Return ONLY valid JSON: {"agent": "quant" | "verbal" | "data_insights" | "strategy"}

Routing rules:
- quant: arithmetic, algebra, geometry, word problems, number properties
- verbal: reading comprehension, critical reasoning, sentence correction  
- data_insights: table analysis, multi-source reasoning, two-part analysis
- strategy: timing, test-taking approach, score targets, study plan questions

Context (last 2 messages):
${conversationContext}`,
      },
      { role: "user", content: userMessage },
    ],
    response_format: { type: "json_object" },
    temperature: 0,      // deterministic routing
    max_tokens: 20,      // safeguard against extra text
  });

  const result = JSON.parse(response.choices[0].message.content!);

  // Validate result; fall back to "quant" if unexpected
  const valid = ["quant", "verbal", "data_insights", "strategy"] as const;
  return valid.includes(result.agent) ? result.agent : "quant";
}

The specialist agents still use GPT‑4o with full streaming. Because the routing call finishes in ~55 ms, the user never perceives a gap before the first streaming token arrives.

Orchestration Flow

// agents/gmat/orchestrator.ts — simplified main flow
export async function handleMessage(
  userMessage: string,
  userId: string,
  stream: ReadableStreamDefaultController
) {
  // 1. Build routing context from last 2 messages (~5 ms, local)
  const context = await getRecentContext(userId);

  // 2. Route via Groq — fast, cheap, deterministic (~55 ms)
  const agentType = await routeToAgent(userMessage, context);

  // 3. Load specialist config and RAG context in parallel
  const [agentConfig, ragContext] = await Promise.all([
    getAgentConfig(agentType),
    fetchRAGContext(userMessage, agentType), // hits the right Pinecone namespace
  ]);

  // 4. Stream response from GPT‑4o specialist
  await streamSpecialistResponse(
    userMessage,
    agentConfig,
    ragContext,
    userId,
    stream
  );
}

Steps 3 and 4 overlap with the routing call’s processing time, so the real first‑token latency from user submit to visible character is about ≈900 ms.

Key Parameters

ParameterReason
temperature: 0Guarantees deterministic routing; higher values caused drift on ambiguous messages.
max_tokens: 20Prevents the model from appending free‑text after the JSON, ensuring parsable output.
response_format: {type: "json_object"}Enforces strict JSON, simplifying downstream parsing.

Results & Observations

  • Error rate – Groq’s llama model mis‑routed only 3 % of edge cases, compared with 8 % for GPT‑4o‑mini.
  • Speed – Median routing latency of 55 ms vs. 850 ms with GPT‑4o.
  • Cost – Routing with Groq is significantly cheaper per call, reducing overall per‑message AI cost.
  • Determinism – Temperature 0 proved essential; even a slight increase (0.2) introduced routing drift over time.
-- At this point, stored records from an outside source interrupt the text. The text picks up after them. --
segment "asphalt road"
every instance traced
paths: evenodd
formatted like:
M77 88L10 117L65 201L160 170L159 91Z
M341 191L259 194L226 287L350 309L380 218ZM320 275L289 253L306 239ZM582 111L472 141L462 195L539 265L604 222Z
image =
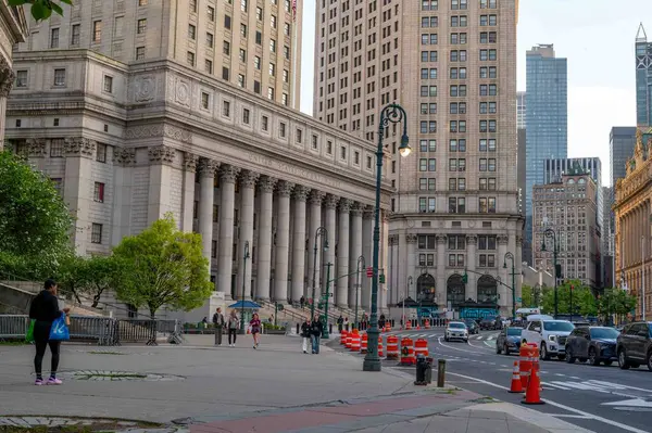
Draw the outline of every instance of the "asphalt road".
M507 393L518 357L496 354L497 331L472 335L468 344L446 343L443 329L390 334L426 339L429 355L447 360L448 383L503 402L522 402L523 394ZM396 361L385 364L397 365ZM546 404L529 408L594 432L652 432L652 372L645 367L620 370L617 362L611 367L593 367L579 360L574 365L550 360L541 361L540 368L541 398ZM436 371L432 377L436 380Z

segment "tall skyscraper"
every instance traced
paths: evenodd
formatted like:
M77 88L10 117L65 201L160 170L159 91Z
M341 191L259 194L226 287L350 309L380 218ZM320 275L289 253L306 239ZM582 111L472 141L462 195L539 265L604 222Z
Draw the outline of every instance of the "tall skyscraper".
M568 85L566 59L553 44L539 44L526 55L527 106L525 214L527 241L532 232L532 187L544 182L549 158L568 156Z
M636 33L636 124L652 126L652 42L643 23Z
M457 310L472 298L511 314L494 277L511 281L507 252L521 268L516 3L317 1L315 117L372 141L387 104L409 117L411 157L397 153L401 125L385 138L390 301Z

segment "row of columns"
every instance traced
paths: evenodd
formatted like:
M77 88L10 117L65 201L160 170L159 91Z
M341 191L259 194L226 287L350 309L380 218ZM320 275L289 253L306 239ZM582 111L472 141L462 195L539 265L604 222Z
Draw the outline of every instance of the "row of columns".
M190 167L187 164L186 167ZM234 211L236 209L235 187L239 181L240 207L238 240L238 269L239 281L244 284L244 295L250 297L252 266L244 266L246 242L253 246L254 229L254 192L259 188L260 204L258 212L258 262L255 297L271 298L271 277L274 269L274 298L277 302L291 300L298 302L301 296L310 297L312 291L312 275L318 283L322 265L327 263L337 265L331 268L331 279L336 279L334 300L337 306L352 308L355 305L355 278L348 276L356 270L358 257L364 255L366 265L372 258L372 231L373 208L346 198L326 194L318 190L311 190L304 186L293 184L286 180L278 180L268 176L260 176L250 170L241 170L230 165L220 165L210 160L200 160L199 168L199 232L202 235L204 256L211 257L213 244L213 206L214 206L214 177L220 177L220 239L217 252L216 290L230 293L233 276L233 249L234 243ZM276 195L276 198L274 196ZM276 203L276 237L273 242L274 204ZM306 219L306 207L310 206L310 220ZM322 212L324 209L324 212ZM290 214L292 214L292 244L290 245ZM323 218L322 218L323 216ZM317 245L317 267L313 269L313 254L315 251L315 233L319 227L325 227L328 233L328 245L322 251ZM306 239L308 249L306 252ZM336 242L337 239L337 242ZM321 241L317 240L319 243ZM336 257L337 245L337 257ZM274 247L274 254L273 254ZM291 249L291 268L289 264ZM306 253L309 259L306 260ZM321 257L324 255L324 257ZM273 258L274 264L272 264ZM308 264L308 266L306 266ZM274 266L272 266L274 265ZM306 272L308 271L308 272ZM291 284L288 282L291 275ZM305 284L305 277L309 282ZM358 291L360 305L368 308L371 284L367 279L361 279L361 290ZM289 293L288 293L289 291ZM240 289L236 291L240 292ZM321 290L317 290L319 294Z

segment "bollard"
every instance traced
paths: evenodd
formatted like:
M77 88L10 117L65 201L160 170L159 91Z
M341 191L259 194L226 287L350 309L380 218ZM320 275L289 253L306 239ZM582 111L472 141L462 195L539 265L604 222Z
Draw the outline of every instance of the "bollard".
M446 380L446 359L437 361L437 387L443 387Z

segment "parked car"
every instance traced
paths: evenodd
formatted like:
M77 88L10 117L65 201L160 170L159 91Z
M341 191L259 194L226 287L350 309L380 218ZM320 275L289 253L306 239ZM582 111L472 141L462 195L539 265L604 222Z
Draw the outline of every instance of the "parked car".
M555 320L550 316L528 316L527 328L521 334L521 344L536 343L539 345L539 356L548 360L551 356L564 359L566 356L566 338L575 326L568 320Z
M496 317L485 317L480 320L481 330L493 330L496 329Z
M521 348L521 334L523 328L518 327L506 327L500 331L498 339L496 339L496 353L510 355L510 352L518 352Z
M478 326L477 321L473 319L466 319L464 320L464 323L466 324L466 328L468 328L469 334L477 334L480 332L480 327Z
M652 371L652 322L638 321L626 324L616 343L618 366L623 370L648 365Z
M611 366L616 357L618 331L606 327L576 327L566 340L566 362L575 359L599 366Z
M462 340L468 343L468 328L461 321L452 321L446 328L443 340L449 342L451 340Z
The routing/reasoning split is a pattern, not a hack. It can be reused for any scenario where a cheap, fast classification precedes an expensive generative response (e.g., intent detection, form‑field extraction).

What’s Next

  • Confidence scoring – Return a confidence metric and fall back to a clarifying question when uncertain.
  • Context‑aware routing – Weight recent topic more heavily in multi‑turn conversations.
  • Routing analytics – Track when users re‑ask or correct a mis‑routed response to improve the routing prompt over time.

Discussion Questions

  • How do you handle routing in multi‑agent systems? Do you use a separate model or rely on the primary LLM via function calling?
  • Has anyone benchmarked other fast inference providers (Cerebras, Together, Fireworks) against Groq for structural routing tasks?
  • When routing confidence is low, do you ask the user to clarify or make a best guess and let them redirect if wrong?